INTRODUZIONE
L’implantologia si è imposta, nel corso degli ultimi 30 anni, come una tecnica affidabile e predittibile nelle mani dell’odontoiatra, per risolvere numerosi problemi dei pazienti. Si è talmente diffusa che, a volte, alcuni tendono a utilizzare questa soluzione al posto di una attenta e prolungata terapia parodontale. Scelta, questa, assolutamente discutibile sia perché la terapia parodontale di mantenimento, eventualmente associata alla chirurgia parodontale ricostruttiva, consente di ottenere buoni risultati anche a fronte di profonde tasche ossee (1 – 2) sia perché nessuno, a oggi, ha dimostrato essere gli impianti più longevi dei denti naturali, pur parodontosici, quando trattati con attenta e continuativa terapia causale. Tra il 1981 e il 2000 due gruppi di autori hanno seguito per 10 anni la sopravvivenza di molari mascellari che presentavano un interessamento della forca e avevano subito amputazioni. Il primo gruppo (Basten, Carnevale, Svardstrom e Wennstrom) presentava una percentuale attorno al 92-93%. Mentre il secondo gruppo (Langer e Buhler) che aveva seguito denti con lesioni più severe della forca di 3° grado, indicava una sopravvivenza tra il 62 e il 68%. Si può concludere che il mantenimento di molari che presentano lesioni parodontali con interessamento della forca si aggira attorno al 90% a 10 anni. Naturalmente se questi denti hanno subìto anche un trattamento endodontico questa percentuale di sopravvivenza può essere più bassa (3).

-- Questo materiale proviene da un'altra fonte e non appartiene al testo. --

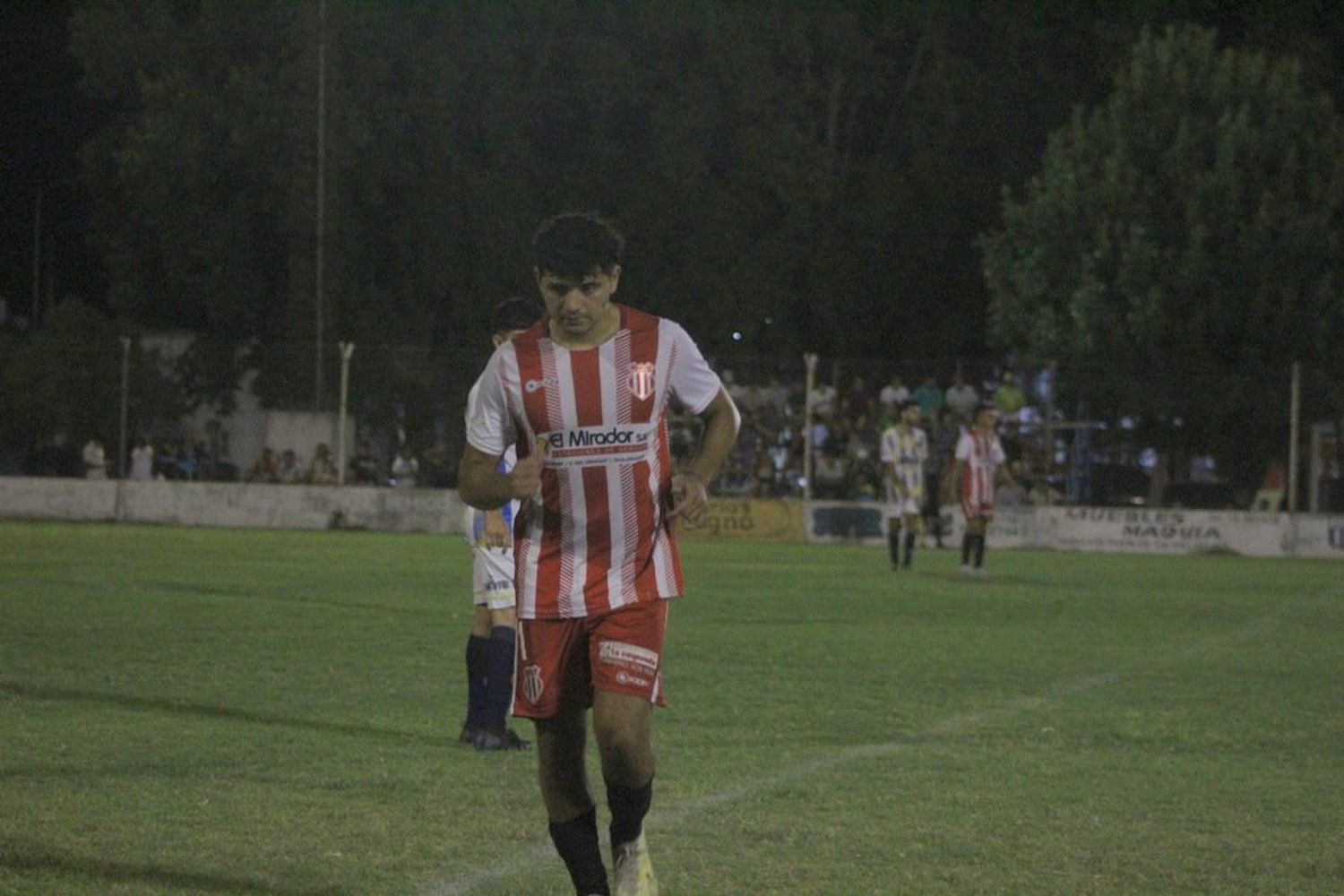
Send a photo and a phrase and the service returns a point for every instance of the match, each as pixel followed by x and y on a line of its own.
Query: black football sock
pixel 476 648
pixel 894 541
pixel 629 806
pixel 499 677
pixel 575 841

Altre ricerche confermano che la presenza di interessamento della forca raddoppia circa il rischio di perdita dei denti per i molari mantenuti in terapia parodontale di supporto per un periodo tra i 10 e i 15 anni. Tuttavia la maggior parte dei molari, anche quelli con interessamento della forca di terzo grado, rispondono bene alla terapia parodontale, suggerendo che ogni sforzo deve essere fatto per mantenere questi denti quando possibile. (4) E gli impianti quanto durano? “Recentemente cinque revisioni sistematiche (Lang et al. 2004, Pjetursson et al. 2004, Tan et al. 2004, Jung et al. 2007) hanno presentato i dati della sopravvivenza di impianti supportanti una singola corona protesica, a 5 anni e 10 anni. A 5 anni la percentuale di sopravvivenza risulta essere tra il 95,4% e il 96,5%, ma a 10 anni questa percentuale scende tra l’82,1% e il 92,8%“ (5). Dunque non è assolutamente vero che “un impianto è per sempre”. Questo tipo di pubblicità può essere valida per i diamanti da regalare alla fidanzata ma rappresenta una informazione del tutto scorretta se si riferisce agli impianti, mentre il paziente ha il diritto di essere informato in modo preciso e corretto.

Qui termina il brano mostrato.